Malta a eu un enfant : Phron. Celui-ci est malade, incapable de respirer et de s’alimenter correctement. Il subit l’effet de la dragonne Tintaglia qui induit des malformations. Or, Tintaglia se fiche de savoir que Phron va mal, de la douleur que cela inflige à Malta. La dragonne évolue sur une échelle de temps qui lui rend les besoins des humains très futiles, même ceux de Malta avec  qui elle est proche. Malta souffre de voir son fils dans cet état (« la santé de Phron demeure délicate ; il passera peut-être après le repas, s’il se sent la force de rencontrer des gens »). La détresse de son fils pèse sur ses épaules.

Ainsi, quand Fitz entame la guérison de Phron grâce à l’Art, elle est plus que soulagée. Le plaisir est total quand elle le voit simplement manger, c’est peut-être un des moments les plus intenses de sa vie. 

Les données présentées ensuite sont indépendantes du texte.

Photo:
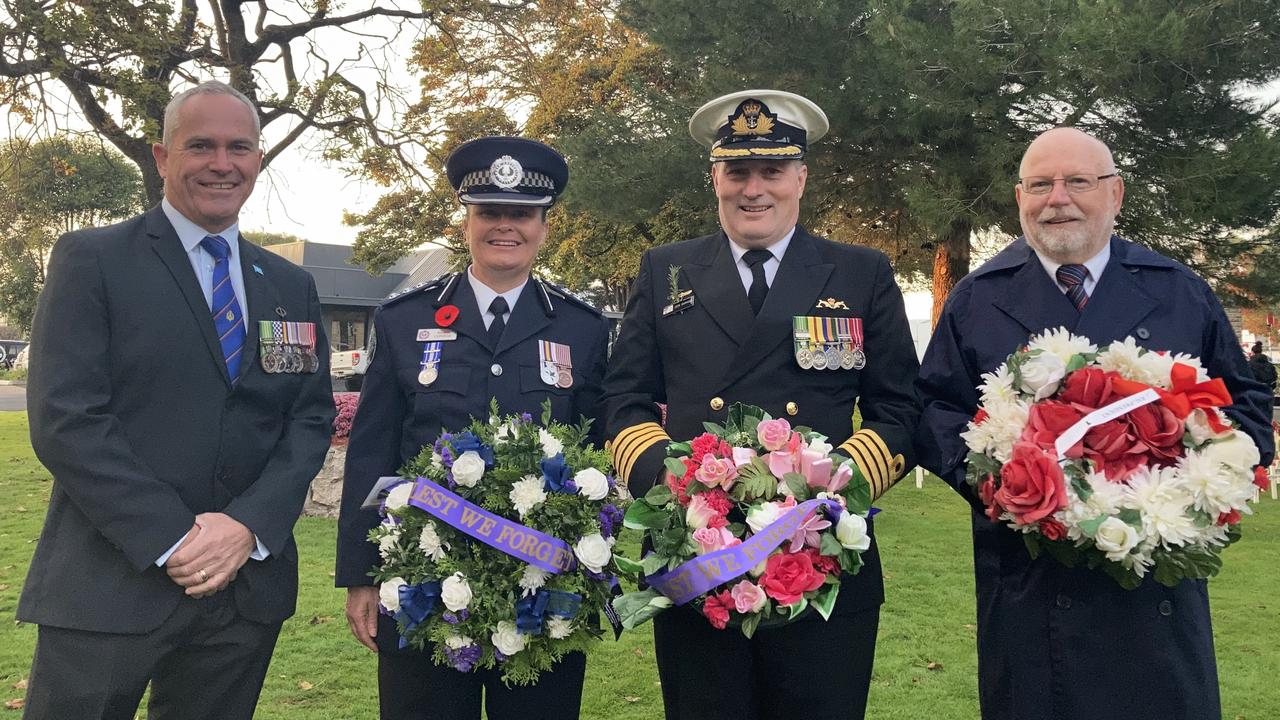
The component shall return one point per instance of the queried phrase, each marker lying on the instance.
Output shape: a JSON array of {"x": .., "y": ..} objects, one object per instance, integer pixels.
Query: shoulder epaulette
[{"x": 419, "y": 288}]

Dès lors, Malta agit en Reine qui voit avant tout le bien-être des gens qu’elle gouverne. Elle met de côté les anciennes traditions, les cachotteries. Elle voit en Fitz une opportunité de changer les choses et elle s’y engouffre. Malta fait preuve d’empathie (« et, eux, ce sont des enfants qui souffrent tous les jours, et leurs parents avec eu. Comment pourrais-je ne pas leur demander ce service ? »)

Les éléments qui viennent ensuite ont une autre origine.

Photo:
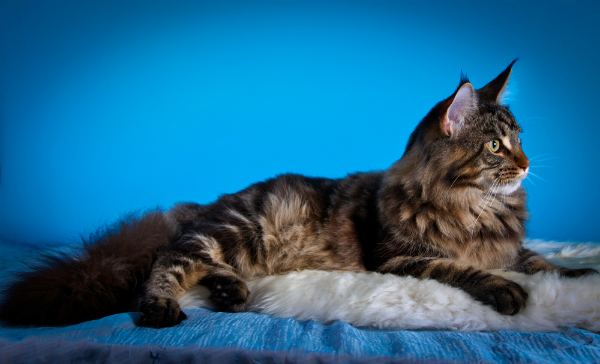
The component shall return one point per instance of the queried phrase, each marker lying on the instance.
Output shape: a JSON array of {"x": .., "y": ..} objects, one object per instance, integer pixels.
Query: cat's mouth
[{"x": 513, "y": 182}]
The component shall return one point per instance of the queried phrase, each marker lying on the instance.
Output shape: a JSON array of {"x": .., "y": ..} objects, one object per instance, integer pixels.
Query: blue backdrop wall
[{"x": 114, "y": 106}]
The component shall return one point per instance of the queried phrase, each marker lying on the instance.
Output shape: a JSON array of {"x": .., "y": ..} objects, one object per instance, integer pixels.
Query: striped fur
[{"x": 451, "y": 209}]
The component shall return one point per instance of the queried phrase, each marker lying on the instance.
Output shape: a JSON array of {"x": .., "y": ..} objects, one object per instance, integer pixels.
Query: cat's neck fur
[{"x": 422, "y": 201}]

Enfin, Malta reste Malta. Elle reste cette femme pleine de conviction, têtue.

Le Fou dit d’elle qu’elle « peut-être la jeune femme la plus exaspérante que j’aie jamais vu ». De la bouche d’un individu qui examine si finement les gens, la chose n’est pas anodine à lire. Et, il est vrai que la jeune Malta était bien énervante.

Brashen, en dressant un parallèle avec Althéa, éclaire encore plus le caractère de Malta : « j’ai essayé de faire d’elle une Trell, mais elle persiste à rester une Vestrit ; l’entêtement est la grande caractéristique des femmes de sa famille. Mais, si vous connaissez Malta, vous le savez déjà ».

Là est sans doute la description la plus vraie faite de Malta.


Malta n’est pas une simple Reine d’un peuple. Elle est aussi vue comme une Reine par Tintaglia. Ce simple fait est remarquable et lui suffit d’assurer une forme d’immortalité et de voir son nom durer dans le temps. Pour le lecteur, c’est aussi remarquable car rares sont les gens que Tintaglia considère. Fitz assiste à une des rencontres entre Tintaglia et Malta ; lui qui a vu tant de choses plus choquantes les unes que les autres est presque bouche bée (« elle descendit les marches puis s’arrêté, minuscule devant la dragonne. Deux reines face à face »). Ce moment est le plus marquant pour Malta dans cette trilogie.